Sunday, February 9, 2014

Go directly to Xavier Doherty. Do not pass "Go".

Xavier Doherty, meet the ECB. ECB, Xavier Doherty.

Although it has recently emerged that personal factors unsurprisingly played a large role in the termination of Kevin Pietersen’s England career, the decision was spun initially as the beginning of a lineup rejuvenation and the implementation of a succession plan to counteract a possible bottoming out occurring upon the retirement of the team’s best players.

We shall say nothing on the fact that those best players still patently include Kevin Pietersen.

However, the idea of gradual squad refreshment is not a new one. One only has to look at the recent Ashes victors to see their forlorn attempts at prolonging their glory era. While it didn’t include forcible retirements (though Damien Martyn may feel otherwise) it was planned meticulously: the new generation - Phil Hughes, Callum Ferguson, Moises Henriques, Ben Hilfenhaus and Dan Cullen – could be ushered in by more established “bridging” players like Clarke, Watson, Siddle and Mike Hussey.

But it didn’t work – none of it. Including the Argus Report. In fact, of that next crop of Australian world-beaters only Phil Hughes has achieved anything of substance at Test level. That was during his first two Tests, now five years and three “technique spells” ago and has resulted in him becoming the most overanalyzed Australian cricketer since Matthew Elliott. The consistency and trust beget by success disintegrated as players failed to perform or started looking not at the ball but over their shoulder.
With the sacking of Pietersen, still the Englishman with the most Test credibility, formerly-well-performed English stalwarts may likewise begin to question their job security.

(Creative commons)
The reason the antipodean succession plan failed was simple. The lone duty of a selector should be to choose the set of players best equipped to represent their country at any particular time. For Australia from 2007-08 through 2013, that was never Beau Casson, nor was it ever Xavier Doherty, Glenn Maxwell, Michael Beer, Ashton Agar, John Hastings or (damn it) Cameron White. The Australian selectors – guided by a board expecting adventure, excitement and really wild things dynamism, marketability and breathing space – simply awarded Test caps without a blueprint detailing how piece X was to insert into piece Y.

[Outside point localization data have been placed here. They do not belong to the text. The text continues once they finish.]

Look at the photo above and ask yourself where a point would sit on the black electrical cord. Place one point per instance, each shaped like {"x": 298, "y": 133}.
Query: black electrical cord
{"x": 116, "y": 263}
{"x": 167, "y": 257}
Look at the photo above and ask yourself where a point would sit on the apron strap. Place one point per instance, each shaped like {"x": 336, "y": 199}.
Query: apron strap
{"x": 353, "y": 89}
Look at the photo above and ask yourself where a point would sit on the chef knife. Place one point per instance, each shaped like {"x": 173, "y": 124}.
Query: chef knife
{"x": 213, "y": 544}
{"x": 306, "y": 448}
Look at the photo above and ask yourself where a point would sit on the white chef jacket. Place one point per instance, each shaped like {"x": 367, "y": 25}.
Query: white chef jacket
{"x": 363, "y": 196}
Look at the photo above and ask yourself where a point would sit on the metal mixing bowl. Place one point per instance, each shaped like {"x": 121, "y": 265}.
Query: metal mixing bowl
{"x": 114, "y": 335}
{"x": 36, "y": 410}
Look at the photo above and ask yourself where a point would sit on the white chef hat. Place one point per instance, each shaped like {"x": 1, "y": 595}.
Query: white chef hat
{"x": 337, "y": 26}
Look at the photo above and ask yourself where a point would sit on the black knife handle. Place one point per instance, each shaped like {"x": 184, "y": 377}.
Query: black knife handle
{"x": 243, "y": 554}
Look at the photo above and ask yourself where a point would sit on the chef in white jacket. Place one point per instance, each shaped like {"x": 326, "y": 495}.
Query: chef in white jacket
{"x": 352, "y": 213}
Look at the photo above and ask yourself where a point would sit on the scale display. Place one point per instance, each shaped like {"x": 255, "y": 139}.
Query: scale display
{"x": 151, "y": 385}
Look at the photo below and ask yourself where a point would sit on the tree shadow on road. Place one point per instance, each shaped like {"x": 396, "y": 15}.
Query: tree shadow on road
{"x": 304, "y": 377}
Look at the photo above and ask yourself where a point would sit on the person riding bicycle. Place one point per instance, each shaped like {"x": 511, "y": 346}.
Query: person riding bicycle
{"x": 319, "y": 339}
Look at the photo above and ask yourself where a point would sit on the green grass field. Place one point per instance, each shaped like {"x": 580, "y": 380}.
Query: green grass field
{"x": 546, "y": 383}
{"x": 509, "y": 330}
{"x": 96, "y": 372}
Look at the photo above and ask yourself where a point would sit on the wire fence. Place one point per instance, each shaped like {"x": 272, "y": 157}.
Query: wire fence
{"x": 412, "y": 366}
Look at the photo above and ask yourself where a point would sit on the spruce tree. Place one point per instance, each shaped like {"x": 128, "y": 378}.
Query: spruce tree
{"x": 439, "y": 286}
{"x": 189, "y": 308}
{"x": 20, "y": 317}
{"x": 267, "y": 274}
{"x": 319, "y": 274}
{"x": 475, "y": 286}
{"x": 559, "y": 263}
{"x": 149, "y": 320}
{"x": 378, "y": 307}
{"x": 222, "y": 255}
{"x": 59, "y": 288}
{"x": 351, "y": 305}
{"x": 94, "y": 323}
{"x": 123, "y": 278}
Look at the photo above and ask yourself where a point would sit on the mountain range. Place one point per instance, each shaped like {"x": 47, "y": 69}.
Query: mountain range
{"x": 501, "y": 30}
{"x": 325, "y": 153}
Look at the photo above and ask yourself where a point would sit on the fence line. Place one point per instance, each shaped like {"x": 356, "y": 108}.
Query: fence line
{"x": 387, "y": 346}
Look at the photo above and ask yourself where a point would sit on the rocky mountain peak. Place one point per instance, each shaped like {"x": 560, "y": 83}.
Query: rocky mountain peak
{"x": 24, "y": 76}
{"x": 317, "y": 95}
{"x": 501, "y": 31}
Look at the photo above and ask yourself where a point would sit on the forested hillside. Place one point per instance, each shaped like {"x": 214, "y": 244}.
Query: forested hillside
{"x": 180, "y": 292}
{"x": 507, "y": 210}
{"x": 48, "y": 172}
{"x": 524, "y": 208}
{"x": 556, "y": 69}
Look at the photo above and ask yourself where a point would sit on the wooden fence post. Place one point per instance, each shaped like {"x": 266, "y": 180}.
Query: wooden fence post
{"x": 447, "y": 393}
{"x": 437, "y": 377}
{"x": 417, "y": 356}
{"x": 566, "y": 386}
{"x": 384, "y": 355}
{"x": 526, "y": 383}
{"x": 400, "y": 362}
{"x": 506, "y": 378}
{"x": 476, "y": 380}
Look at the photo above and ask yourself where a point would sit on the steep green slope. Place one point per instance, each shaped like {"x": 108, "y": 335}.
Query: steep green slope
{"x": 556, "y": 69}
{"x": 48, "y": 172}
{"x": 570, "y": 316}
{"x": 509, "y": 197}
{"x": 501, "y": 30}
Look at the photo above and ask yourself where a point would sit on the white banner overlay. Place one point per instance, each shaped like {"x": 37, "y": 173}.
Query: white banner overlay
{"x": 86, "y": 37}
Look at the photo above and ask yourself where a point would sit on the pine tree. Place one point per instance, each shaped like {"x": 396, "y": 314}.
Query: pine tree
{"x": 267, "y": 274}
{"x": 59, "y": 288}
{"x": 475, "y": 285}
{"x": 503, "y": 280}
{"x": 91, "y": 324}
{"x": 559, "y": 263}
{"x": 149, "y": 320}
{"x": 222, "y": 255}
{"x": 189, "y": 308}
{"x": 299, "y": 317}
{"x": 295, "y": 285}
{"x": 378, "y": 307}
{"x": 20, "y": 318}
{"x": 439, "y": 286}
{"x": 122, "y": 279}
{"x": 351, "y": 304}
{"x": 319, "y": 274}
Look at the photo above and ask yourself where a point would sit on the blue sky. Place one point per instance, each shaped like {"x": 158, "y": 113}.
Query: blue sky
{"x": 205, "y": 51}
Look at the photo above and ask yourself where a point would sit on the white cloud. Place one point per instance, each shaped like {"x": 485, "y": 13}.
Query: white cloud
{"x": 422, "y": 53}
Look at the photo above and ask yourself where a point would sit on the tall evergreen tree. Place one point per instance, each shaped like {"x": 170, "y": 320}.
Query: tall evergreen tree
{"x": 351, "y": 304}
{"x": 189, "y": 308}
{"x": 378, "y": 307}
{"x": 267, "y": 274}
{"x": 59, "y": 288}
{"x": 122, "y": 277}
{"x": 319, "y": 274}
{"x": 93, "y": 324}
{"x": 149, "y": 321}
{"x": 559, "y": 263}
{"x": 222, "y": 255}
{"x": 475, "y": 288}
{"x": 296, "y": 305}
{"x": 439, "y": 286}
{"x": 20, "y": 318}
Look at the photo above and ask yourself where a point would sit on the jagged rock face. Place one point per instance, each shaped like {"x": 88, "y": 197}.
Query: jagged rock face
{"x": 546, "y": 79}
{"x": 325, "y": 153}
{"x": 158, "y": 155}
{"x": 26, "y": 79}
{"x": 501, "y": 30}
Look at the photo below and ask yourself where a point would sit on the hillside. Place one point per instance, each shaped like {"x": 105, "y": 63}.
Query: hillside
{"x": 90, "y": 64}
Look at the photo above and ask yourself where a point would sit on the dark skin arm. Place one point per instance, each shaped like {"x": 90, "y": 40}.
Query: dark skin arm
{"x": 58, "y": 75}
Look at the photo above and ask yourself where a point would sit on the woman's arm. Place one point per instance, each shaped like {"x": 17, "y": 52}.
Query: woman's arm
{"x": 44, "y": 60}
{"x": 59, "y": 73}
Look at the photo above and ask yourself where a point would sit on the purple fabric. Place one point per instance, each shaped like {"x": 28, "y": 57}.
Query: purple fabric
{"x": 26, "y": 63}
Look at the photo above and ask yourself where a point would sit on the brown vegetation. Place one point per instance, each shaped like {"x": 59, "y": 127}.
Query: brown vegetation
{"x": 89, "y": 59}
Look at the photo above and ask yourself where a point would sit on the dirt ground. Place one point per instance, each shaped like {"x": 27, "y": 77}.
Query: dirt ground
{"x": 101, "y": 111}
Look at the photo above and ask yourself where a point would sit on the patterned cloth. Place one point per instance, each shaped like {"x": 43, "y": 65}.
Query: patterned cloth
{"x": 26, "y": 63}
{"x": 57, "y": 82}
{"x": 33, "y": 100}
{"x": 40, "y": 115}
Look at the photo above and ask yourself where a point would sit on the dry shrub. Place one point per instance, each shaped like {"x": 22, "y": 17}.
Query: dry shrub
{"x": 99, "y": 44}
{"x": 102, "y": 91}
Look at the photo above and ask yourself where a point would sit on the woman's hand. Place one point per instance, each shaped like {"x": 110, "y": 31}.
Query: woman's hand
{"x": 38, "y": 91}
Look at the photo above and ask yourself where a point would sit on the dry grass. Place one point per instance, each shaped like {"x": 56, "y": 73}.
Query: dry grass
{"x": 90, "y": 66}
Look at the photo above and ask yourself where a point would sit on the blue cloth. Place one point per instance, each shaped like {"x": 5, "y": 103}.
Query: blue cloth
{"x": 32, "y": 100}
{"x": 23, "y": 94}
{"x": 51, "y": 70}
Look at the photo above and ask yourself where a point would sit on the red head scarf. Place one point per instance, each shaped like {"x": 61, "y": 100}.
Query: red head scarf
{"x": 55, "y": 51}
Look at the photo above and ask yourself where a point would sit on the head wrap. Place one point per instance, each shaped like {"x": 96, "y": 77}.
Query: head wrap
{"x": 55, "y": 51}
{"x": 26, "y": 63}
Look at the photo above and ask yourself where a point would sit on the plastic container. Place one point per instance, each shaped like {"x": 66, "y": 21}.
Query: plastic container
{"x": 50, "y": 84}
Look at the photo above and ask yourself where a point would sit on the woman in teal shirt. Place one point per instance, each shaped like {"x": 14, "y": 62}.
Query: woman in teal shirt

The selection committee, along with former coach Mickey Arthur obeyed every male stereotype and refused to look at the accompanying photocopied instruction manual, resulting in ill-advised adventures with poorly-equipped players and constant hoping for a saviour – rather than expecting player growth and, subsequently, improved performance.

Paul Downton and the ECB have a plan, broadly speaking – to rebuild a “unified” squad behind Alastair Cook. How they’re going to enact that plan without evident quality or even perhaps – with Eoin Morgan the favourite to succeed Pietersen – players able to play a role this utopia (c.f. Rogers, Chris and Lyon, Nathan).

Revolutions start in one of two ways. The first utilizes adrenaline-fuelled changes that address a change that is (sometimes) needed. The reverse is the enaction of a well-formulated plan that also includes details as to new administration methods. Neither is necessarily wrong, but as our American brethren might attest, the second method produces superior results. Given the speed with which Kevin Pietersen was summarily pink-slipped, serious doubts linger as to the nature of the ECB’s decision making process.

English fans should hope Downton is as cogent a decision-maker as his reputation trumpets. Otherwise, this way Xavier Doherty lies.